Often, when Howie left for home, she would hand him letters or bills to slip into the mailbox he passed on the way. She sent them out in envelopes with "Dr. H. Stern, Podiatrist" in stickers in the upper left hand corner. Now Dr. Stern looked at him in bewilderment, as if she couldn't remember where she'd put the day's correspondence.
"But we haven't eaten yet. Howie, stay for supper."
"I just remembered that mom wants me home for supper tonight."
Arthur looked at him with disgust. How dare he flee with the intimate secrets of their family life, like a thief spiriting jewels away in a pillowcase lifted from an upstairs bedroom?
Now in his own kitchen his father was reading the evening paper while his mother dished up leftovers: meat loaf, with mashed potatoes and peas.
"How's Henrietta?" she asked. Alice liked to have coffee and cake with the ladies in the neighborhood once a week, but Dr. Stern, though invited, rarely came. His mother couldn't quite get the hang of the relentless rhythm of Henrietta Stern's life: housework, shopping, meals, boxes of medical supplies to order and unpack, the procession of patients, the bills and correspondence, the emergency visits to her mother in Flatbush, the upstairs closet with the clothes that Herman Stern would never come back for.
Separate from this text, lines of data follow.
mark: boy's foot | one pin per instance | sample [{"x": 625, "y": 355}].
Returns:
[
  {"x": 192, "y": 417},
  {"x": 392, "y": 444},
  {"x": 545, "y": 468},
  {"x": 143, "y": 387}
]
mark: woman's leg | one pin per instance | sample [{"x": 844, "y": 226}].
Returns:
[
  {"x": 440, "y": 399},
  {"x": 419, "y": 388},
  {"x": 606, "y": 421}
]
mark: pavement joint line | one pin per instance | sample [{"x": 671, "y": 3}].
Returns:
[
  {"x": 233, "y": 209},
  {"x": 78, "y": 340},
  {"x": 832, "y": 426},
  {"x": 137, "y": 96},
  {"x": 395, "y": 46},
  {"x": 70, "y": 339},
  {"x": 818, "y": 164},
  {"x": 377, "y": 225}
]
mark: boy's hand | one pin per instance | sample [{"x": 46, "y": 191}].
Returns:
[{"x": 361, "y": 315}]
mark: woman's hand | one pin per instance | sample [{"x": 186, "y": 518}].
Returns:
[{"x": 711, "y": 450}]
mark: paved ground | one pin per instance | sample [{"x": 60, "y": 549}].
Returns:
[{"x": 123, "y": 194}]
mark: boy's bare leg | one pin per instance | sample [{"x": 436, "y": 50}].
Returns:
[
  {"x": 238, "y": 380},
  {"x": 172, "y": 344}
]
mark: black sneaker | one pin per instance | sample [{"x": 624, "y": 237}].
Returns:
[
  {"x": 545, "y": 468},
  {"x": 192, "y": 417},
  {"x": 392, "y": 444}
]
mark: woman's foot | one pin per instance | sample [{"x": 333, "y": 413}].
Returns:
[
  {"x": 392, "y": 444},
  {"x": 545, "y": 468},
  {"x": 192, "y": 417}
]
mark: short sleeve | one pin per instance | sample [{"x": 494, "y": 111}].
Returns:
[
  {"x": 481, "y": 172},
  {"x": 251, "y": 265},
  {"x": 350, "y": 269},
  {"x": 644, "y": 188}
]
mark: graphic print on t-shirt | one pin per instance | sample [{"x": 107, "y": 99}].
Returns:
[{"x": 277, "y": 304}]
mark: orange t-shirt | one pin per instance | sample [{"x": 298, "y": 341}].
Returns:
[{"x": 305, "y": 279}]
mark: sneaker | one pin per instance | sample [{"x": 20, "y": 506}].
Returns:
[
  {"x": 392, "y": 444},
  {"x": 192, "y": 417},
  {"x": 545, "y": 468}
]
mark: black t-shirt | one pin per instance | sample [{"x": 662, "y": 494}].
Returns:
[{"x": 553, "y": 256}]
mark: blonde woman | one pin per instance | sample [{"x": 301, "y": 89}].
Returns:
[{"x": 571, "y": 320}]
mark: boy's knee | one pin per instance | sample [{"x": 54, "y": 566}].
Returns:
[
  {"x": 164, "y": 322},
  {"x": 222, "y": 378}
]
"How the hell did the Russians beat us to it?" his father said, putting down the paper with the latest about Sputnik. "Do you think we need a space program, Howard?"
Space was the last thing on his mind. He was thinking about how Dr. Stern's expert sewing had repaired the rip in Mr. Garvey's pants, the sting of the iodine on his elbows, the way the whirlpool had made him forget his pain.
After a few bites the mashed potatoes stuck in his throat. He got up to leave the table.
"Where are you going? You have to eat. You need your supper." Even in her anger his mother tried to mollify him. "There's chocolate cream pie for dessert, Howie."
Henrietta Stern had said his body would tell him when to eat and it was telling him now wasn't the time.
"I have to go to Arthur's." And then he was out the door, not walking fast but not tiptoeing either, not the way he'd tiptoed into Miss Neal's yard to snatch the ball from under Tiger's nose. For once the buzzing in his head ceased, all the ideas and names and word pictures shutting down, so that he could feel the breeze from the passing cars, could hear the faint slap of his sneakers against the pebbled sidewalk, propelling him forward.